In the U.S., about 27,635 cases were reported in late October, about 85% down from the peak at the outbreak, reported Demetre Daskalakis, MD, White House National Monkeypox Response deputy coordinator. However, he added, “the outbreak is really concentrated in communities of color, specifically among Black individuals.”
The CDC reported on a clinical consultation for 57 hospitalized patients with severe manifestations of monkeypox, most of whom were Black men with AIDS. Delays had been observed in initiation of monkeypox-directed therapies. Twelve patients died, and monkeypox was a cause of death or contributing factor in five patients to date, with several other deaths still under investigation.

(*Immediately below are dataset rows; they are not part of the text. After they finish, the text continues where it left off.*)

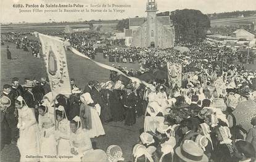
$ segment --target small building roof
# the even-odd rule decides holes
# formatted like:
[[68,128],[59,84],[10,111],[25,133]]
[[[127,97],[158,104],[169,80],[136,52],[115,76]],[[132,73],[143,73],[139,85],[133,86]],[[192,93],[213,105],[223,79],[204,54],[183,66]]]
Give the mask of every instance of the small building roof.
[[133,17],[129,18],[129,26],[141,26],[147,18],[146,17]]
[[133,30],[130,29],[126,29],[125,30],[125,36],[133,36]]
[[239,35],[246,35],[246,36],[254,36],[254,34],[250,33],[250,32],[245,30],[244,29],[239,29],[236,30],[233,33],[233,34],[239,34]]
[[156,18],[157,20],[159,20],[163,25],[171,24],[171,21],[170,20],[169,16],[159,16],[157,17]]

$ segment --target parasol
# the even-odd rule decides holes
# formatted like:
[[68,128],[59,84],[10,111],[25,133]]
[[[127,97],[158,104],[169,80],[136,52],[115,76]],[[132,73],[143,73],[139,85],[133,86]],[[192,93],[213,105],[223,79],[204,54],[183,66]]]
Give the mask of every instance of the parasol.
[[233,114],[236,118],[236,125],[248,132],[252,128],[250,121],[256,116],[256,102],[249,100],[239,103]]

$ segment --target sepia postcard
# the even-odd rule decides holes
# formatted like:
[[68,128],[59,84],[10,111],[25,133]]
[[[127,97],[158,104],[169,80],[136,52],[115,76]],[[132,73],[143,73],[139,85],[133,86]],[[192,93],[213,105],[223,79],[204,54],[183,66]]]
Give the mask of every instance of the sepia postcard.
[[1,161],[255,161],[255,0],[1,0]]

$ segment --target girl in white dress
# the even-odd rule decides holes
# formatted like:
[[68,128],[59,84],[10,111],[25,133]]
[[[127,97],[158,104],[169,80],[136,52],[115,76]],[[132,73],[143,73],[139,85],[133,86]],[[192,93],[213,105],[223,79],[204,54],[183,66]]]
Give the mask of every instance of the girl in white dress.
[[[20,161],[39,161],[39,129],[33,110],[27,105],[20,95],[15,104],[19,112],[17,128],[20,129],[20,137],[17,147],[20,153]],[[27,158],[27,155],[33,157]]]
[[[67,119],[64,107],[60,105],[56,108],[57,131],[55,132],[55,139],[58,144],[58,155],[71,155],[69,139],[70,137],[70,121]],[[61,161],[70,161],[68,158],[60,158]]]
[[56,141],[54,138],[54,115],[48,111],[46,103],[38,108],[38,124],[40,129],[40,161],[53,161],[56,159],[46,158],[44,155],[56,156]]
[[144,131],[152,131],[155,133],[156,128],[163,124],[165,118],[163,108],[157,102],[151,102],[147,104],[145,112]]
[[[99,104],[94,104],[93,99],[91,97],[89,93],[85,93],[81,95],[80,100],[82,102],[80,108],[85,108],[86,111],[80,110],[80,117],[81,119],[82,128],[85,128],[85,131],[89,134],[90,138],[94,138],[99,137],[99,136],[105,135],[104,129],[103,128],[102,124],[101,123],[101,119],[99,118],[99,113],[96,108],[100,107]],[[86,110],[89,110],[90,116],[86,115]],[[86,118],[89,118],[89,120],[83,120],[83,119],[86,116]],[[88,124],[87,123],[90,123],[89,126],[84,127],[83,124]],[[89,128],[89,129],[88,129]]]
[[93,149],[93,145],[85,129],[81,127],[80,117],[76,116],[70,121],[70,152],[73,158],[70,159],[70,161],[80,162],[86,152]]

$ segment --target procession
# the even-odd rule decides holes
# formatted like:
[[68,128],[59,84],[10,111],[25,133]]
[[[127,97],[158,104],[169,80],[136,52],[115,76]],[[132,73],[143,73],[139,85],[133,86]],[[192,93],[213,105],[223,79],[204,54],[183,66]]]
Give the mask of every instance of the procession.
[[256,29],[234,25],[255,15],[144,2],[146,17],[4,24],[1,161],[256,161]]

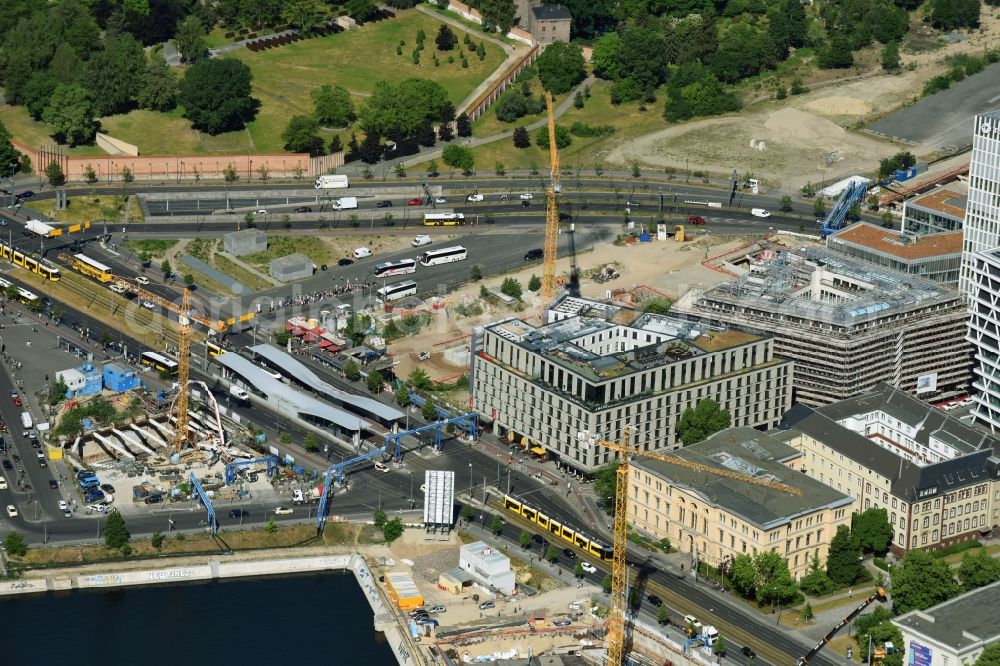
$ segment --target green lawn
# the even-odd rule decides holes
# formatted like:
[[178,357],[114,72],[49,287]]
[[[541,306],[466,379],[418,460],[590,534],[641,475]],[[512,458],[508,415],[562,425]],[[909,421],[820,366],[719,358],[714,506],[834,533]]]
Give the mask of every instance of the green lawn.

As a result, CDC advised clinicians to consider early treatment with available therapeutics for those at risk for severe monkeypox disease, particularly patients with AIDS. Engaging all persons with HIV in care remains a critical public health priority.

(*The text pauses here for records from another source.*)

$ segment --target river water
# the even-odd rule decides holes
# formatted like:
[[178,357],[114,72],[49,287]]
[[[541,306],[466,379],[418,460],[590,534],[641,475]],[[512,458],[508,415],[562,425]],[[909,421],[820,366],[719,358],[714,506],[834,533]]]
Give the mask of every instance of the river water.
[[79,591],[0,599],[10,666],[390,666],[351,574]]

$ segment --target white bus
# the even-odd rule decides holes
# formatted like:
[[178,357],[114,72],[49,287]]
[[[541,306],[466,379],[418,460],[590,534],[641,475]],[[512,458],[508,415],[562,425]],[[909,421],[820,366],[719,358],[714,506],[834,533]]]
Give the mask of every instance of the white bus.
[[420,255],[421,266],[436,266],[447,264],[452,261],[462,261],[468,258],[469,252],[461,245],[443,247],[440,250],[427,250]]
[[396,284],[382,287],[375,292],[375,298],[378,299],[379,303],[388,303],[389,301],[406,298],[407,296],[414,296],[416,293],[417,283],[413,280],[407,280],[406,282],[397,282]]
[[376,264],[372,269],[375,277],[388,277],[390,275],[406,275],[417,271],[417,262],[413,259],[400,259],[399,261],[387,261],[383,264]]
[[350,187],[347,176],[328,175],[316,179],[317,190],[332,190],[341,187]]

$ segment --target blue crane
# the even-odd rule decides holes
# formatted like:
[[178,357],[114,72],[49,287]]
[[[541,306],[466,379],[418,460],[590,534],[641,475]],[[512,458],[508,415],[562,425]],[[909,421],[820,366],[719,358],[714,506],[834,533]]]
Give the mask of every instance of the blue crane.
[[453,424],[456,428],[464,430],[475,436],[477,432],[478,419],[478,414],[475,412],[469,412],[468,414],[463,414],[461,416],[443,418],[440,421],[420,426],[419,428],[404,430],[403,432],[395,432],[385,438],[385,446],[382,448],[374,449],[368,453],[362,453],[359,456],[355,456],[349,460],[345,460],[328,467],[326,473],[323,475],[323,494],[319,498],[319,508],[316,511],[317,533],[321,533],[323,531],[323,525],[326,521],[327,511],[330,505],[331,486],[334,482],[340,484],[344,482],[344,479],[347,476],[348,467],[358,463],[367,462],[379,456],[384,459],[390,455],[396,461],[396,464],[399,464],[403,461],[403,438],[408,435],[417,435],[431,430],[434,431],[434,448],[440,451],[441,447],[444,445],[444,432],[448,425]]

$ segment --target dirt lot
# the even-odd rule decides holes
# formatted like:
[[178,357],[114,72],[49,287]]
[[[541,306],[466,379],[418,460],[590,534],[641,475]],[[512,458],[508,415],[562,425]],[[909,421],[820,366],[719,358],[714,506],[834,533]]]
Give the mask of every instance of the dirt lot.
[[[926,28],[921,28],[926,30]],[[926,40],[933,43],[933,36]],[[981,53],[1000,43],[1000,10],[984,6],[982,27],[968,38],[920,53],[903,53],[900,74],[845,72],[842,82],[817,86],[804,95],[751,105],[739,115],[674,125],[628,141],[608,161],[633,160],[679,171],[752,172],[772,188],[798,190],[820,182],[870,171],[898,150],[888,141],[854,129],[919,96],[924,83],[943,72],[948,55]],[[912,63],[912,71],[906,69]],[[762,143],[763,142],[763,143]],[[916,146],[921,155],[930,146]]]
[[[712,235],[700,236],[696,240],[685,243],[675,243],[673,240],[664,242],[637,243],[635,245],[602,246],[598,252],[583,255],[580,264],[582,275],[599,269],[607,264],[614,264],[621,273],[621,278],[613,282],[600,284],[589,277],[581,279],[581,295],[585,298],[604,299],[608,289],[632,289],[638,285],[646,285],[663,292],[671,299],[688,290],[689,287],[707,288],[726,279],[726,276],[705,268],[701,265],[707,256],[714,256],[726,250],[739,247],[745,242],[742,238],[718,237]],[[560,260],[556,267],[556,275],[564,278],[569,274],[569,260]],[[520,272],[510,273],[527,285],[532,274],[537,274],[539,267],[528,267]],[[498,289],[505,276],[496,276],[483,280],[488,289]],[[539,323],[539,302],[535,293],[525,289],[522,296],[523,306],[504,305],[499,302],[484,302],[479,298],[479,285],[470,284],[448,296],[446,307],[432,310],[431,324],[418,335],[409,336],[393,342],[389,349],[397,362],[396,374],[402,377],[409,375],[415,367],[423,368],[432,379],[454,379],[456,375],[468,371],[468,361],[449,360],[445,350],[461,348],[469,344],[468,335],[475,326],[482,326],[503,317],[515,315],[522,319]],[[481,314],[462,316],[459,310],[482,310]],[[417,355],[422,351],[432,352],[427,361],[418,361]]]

According to one U.S. epidemiologist, the monkeypox experience demonstrated that the world has made little progress since the 1980s AIDS epidemic. “As with the AIDS epidemic, sluggish responses from governments and international institutions, plus outright homophobia and bureaucratic bumbling, have hampered efforts to contain the outbreak,” wrote Gregg Gonsalves, an epidemiologist at the Yale School of Public Health in New Haven, Connecticut, in a commentary in Nature. “Very often, humanity has the ability to prevent and treat infectious disease; not doing so is a political choice.”
That said, public health officials around the world were applying lessons learned from the AIDS epidemic to monkeypox. “Local staff in the most affected states [in Nigeria] have reported that stigma, connected with commentary from across the world blaming gay people for monkeypox, is discouraging some people from seeking care,” said Dr Leo Zekeng, UNAIDS Country Director and Representative in Nigeria in August. “State Health officials are working to ensure that staff at health clinics are sensitized to break down such stigma, and not to reinforce it. State Ministry of Health officials are also embarking on community sensitization on monkeypox, emphasizing identification of symptoms, prevention and the need to get tested.”
In September, the U.S. FDA made a significant step forward in early detection of monkeypox by authorizing emergency use of in vitro diagnostics for the detection or diagnosis of monkeypox. These diagnostics may detect the monkeypox virus specifically or more generally detect non-variola orthopoxviruses, which include monkeypox virus.